What Should I Grade?
Question: We all know the value of grading and sealing recognized cards from the major manufacturers but what is your thought on grading specialty cards of recognized stars that are not produced by major manufacturers? How does one even determine their collectible value if any?
SMR: That is a very good question. The first thing we need to determine is whether or not the card is licensed. Unfortunately, in the mid-to-late 1980's, an epidemic of sorts occurred in the hobby. Many unlicensed sportscards were being manufactured and flooding the floors at shows. As a youngster, I too fell victim to these cards. Many of them were actually better looking than the cards put out by the major manufacturers; that was part of their appeal. Soon thereafter, these cards were exposed as unlicensed issues and their value plummeted. If you are referring to cards of this nature, not only do they have little to no value; they are also cards that cannot be graded at this point in time by PSA. Second, even if the cards are licensed, we need to determine if they are valuable enough to grade. Most obscure issues like these are not highly valuable like modern cards found in food products, etc. On the other hand, some cards can be highly valuable, especially vintage issues. Wilson Franks, Dan Dee and Red Heart baseball issues are examples of very popular cards not produced by mainstream manufacturers. The key is to ask around at shows, card shops and the Internet. Again, with most modern issues, the values are fairly low but, occasionally, you might find a valuable prospect for grading. First, let's hope they're licensed.
Fleer versus Topps versus Upper Deck... ...
Question: I am just getting involved with card trading and one question has continued to escape my understanding. I know that cards that are graded higher (a PSA 10) are worth more than let's say a PSA 8. What I don't understand is why a card is more valuable than another card if they were both made in the same year and feature the same player. The only difference is the card manufacturer. Why is there a difference?
SMR: Card valuation is a product of many different factors, not just player, year and grade. Here's a brief list of factors to consider: Popularity of the issue, rarity of the issue, condition sensitivity of the issue and visual appeal of the issue. All of the factors you mentioned are important but there's much more to it. For example, a Ted Williams rookie card (1939 Play Ball) is great but his 1941 Play Ball card is actually worth more in NM-MT because it looks nice (colorful) and it's considered a tougher card overall.
Was Mickey a Tiger?
Question: My son has a 1968 or 1969 Detroit Tigers baseball. Some of the signatures are Al Kaline, Willie Horton and Mickey Mantle. It looks like the whole team signed the ball and we know that his grandfather was at the World Series in 1968. How can we determine a time frame or value for this piece? Also, we have the ball in a plastic case, is this the best way to preserve it?

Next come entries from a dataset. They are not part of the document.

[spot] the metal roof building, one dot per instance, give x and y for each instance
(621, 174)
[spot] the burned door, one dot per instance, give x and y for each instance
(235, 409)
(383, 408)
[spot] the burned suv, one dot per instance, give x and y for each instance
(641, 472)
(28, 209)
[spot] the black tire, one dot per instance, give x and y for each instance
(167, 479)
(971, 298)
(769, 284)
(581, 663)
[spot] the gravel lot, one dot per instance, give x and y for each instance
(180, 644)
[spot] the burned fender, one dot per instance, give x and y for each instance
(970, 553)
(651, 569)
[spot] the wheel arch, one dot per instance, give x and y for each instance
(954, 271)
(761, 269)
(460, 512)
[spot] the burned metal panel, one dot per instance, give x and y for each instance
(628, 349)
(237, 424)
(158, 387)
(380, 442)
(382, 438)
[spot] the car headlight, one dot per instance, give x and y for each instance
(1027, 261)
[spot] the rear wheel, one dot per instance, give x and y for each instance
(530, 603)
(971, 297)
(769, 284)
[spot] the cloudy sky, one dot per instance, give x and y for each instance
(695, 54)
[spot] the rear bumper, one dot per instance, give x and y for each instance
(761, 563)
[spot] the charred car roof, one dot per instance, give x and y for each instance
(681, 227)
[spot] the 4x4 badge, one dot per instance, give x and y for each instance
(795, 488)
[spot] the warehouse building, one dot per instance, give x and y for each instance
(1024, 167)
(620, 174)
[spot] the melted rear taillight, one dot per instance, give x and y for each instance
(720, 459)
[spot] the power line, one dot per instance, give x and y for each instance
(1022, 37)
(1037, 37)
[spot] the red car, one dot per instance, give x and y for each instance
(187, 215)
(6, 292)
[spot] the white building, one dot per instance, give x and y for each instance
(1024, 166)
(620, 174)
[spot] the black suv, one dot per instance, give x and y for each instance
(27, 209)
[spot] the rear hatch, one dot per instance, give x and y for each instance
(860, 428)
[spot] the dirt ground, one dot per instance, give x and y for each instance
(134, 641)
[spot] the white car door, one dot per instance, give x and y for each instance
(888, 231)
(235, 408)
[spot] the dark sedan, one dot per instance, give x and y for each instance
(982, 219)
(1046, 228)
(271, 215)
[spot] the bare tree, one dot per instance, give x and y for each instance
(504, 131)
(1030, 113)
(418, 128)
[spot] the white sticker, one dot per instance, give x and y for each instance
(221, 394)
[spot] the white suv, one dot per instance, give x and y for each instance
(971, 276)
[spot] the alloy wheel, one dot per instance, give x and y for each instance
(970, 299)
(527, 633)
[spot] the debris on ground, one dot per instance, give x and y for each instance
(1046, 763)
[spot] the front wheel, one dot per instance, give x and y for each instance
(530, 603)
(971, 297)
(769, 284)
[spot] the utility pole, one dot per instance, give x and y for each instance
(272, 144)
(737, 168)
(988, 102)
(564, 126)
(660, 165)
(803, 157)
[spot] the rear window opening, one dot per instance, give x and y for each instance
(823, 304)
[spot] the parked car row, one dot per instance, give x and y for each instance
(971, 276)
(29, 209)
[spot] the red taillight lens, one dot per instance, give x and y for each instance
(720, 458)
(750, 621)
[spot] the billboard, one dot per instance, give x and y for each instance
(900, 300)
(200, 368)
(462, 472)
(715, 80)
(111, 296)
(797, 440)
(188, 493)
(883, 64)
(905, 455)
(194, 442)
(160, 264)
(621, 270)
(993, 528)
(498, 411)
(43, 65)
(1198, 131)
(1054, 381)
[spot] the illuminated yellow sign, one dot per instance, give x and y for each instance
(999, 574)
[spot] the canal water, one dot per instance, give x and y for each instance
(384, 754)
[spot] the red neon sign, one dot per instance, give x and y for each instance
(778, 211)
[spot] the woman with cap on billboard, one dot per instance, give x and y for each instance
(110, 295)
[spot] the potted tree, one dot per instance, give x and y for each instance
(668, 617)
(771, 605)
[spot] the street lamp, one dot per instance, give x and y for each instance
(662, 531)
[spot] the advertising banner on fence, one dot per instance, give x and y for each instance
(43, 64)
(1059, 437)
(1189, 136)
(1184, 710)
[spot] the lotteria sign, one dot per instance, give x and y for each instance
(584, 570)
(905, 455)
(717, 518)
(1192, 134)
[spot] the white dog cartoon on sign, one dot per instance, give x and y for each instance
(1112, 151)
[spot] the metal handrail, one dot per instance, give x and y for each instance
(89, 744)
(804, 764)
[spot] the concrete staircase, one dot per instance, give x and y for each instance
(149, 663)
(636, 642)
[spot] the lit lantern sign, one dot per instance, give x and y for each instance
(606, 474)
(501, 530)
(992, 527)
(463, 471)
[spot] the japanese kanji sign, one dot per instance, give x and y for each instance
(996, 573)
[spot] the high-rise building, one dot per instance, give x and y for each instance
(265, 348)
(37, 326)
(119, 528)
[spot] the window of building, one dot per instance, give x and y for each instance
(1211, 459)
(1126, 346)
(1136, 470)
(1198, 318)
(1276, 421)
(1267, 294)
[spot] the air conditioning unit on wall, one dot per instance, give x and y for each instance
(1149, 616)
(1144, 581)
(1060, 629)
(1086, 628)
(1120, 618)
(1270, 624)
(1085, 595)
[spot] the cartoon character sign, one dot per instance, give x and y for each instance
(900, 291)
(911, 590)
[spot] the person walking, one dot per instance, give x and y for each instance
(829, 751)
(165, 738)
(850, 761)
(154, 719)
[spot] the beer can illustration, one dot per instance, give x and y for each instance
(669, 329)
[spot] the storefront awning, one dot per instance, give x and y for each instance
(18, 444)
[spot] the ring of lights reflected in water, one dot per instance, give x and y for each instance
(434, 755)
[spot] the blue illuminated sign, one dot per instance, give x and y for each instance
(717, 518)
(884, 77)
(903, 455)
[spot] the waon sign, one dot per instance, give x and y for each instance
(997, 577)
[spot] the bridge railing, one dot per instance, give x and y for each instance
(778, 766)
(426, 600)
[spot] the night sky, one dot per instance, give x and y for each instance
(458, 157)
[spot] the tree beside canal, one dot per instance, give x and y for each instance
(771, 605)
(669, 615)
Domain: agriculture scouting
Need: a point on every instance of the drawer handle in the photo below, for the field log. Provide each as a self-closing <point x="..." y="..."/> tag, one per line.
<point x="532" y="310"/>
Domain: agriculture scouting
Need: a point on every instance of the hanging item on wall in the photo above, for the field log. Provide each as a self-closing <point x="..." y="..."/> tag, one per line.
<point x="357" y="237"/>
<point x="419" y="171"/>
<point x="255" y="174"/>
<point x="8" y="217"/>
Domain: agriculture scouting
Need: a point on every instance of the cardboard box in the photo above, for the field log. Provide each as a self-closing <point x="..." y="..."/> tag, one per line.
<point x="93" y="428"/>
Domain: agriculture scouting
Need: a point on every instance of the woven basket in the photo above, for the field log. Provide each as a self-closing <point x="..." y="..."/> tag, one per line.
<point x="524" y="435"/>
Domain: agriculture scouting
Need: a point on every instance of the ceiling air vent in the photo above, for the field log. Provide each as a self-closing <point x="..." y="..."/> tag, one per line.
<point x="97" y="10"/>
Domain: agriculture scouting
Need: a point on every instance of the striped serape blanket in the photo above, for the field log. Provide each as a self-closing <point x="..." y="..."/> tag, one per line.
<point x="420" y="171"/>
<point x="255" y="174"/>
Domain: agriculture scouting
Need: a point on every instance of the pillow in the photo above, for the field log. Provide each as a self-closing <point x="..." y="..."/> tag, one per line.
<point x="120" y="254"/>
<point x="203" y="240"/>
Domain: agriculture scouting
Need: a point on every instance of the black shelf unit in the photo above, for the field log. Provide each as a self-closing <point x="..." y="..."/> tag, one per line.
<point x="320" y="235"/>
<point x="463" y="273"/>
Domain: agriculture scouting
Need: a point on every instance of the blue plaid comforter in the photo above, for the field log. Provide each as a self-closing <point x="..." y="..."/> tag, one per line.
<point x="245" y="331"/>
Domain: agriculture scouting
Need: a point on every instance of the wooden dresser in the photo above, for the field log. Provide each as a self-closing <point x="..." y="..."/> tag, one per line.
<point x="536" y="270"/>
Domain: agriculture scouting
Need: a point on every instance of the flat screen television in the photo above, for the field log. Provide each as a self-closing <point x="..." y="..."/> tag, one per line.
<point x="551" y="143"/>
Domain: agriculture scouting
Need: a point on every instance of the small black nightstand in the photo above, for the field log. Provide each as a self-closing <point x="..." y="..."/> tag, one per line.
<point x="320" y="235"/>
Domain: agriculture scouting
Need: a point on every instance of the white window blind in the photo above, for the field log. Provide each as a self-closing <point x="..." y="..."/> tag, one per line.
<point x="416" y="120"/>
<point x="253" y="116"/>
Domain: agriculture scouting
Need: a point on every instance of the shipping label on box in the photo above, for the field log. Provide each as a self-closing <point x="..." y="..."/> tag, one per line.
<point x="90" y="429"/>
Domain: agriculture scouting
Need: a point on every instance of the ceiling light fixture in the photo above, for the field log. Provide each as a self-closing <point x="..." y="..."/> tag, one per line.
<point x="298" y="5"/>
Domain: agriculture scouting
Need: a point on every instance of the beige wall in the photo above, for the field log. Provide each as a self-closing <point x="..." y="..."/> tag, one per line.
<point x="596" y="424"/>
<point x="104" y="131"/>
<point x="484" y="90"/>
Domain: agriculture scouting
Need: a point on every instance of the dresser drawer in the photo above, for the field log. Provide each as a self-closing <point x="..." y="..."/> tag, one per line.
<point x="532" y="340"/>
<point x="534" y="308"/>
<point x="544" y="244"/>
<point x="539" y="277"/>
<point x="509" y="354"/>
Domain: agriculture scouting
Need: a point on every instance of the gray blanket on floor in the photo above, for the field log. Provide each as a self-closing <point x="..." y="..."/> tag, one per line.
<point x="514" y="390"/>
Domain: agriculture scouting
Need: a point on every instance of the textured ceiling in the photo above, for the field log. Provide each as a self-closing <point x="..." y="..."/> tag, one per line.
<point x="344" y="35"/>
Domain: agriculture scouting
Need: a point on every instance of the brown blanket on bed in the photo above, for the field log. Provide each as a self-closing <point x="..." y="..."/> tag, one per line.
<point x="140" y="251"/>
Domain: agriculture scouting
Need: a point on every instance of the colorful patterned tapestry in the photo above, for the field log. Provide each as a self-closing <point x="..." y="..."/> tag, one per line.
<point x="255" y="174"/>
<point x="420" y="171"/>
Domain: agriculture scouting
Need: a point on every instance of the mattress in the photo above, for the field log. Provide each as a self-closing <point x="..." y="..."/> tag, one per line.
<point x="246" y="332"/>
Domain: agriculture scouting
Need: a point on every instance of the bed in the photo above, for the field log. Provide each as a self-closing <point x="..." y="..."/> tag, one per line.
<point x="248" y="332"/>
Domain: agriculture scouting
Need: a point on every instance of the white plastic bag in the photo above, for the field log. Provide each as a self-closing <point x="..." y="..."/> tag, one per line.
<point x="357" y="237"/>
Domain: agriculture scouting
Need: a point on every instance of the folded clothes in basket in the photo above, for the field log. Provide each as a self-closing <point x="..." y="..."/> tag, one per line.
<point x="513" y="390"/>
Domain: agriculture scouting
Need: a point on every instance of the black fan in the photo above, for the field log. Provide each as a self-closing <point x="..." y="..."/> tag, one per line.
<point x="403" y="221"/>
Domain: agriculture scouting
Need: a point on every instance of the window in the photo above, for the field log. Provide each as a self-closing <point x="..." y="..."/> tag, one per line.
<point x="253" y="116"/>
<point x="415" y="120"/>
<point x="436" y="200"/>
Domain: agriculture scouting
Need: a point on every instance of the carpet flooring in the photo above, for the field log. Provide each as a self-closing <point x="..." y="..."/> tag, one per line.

SMR: The Yanks did not play the Tigers in 1968 or 1969 so I am trying to figure out why Mantle would be there (maybe part of the pre-game ceremonies, etc.). If it is a 1968 Tigers team ball, it might be worth a significant amount of money (maybe $750-$1,500 depending on condition of the ball and signatures, etc.). The best way to find out is to do more research within your family and to look up the team roster for those years. Maybe, you can match the signatures (assuming they are legible) to the roster. The more research, the better. As far as preservation goes, a plastic case is a good start but make sure it is UV coated and you must keep the ball away from direct light in a cool place. Direct sunlight will fade the signatures even if the ball is placed in plastic. The UV coating will help prevent fading but keeping it stored is the key. You can display it, just make sure the lighting isn't too strong.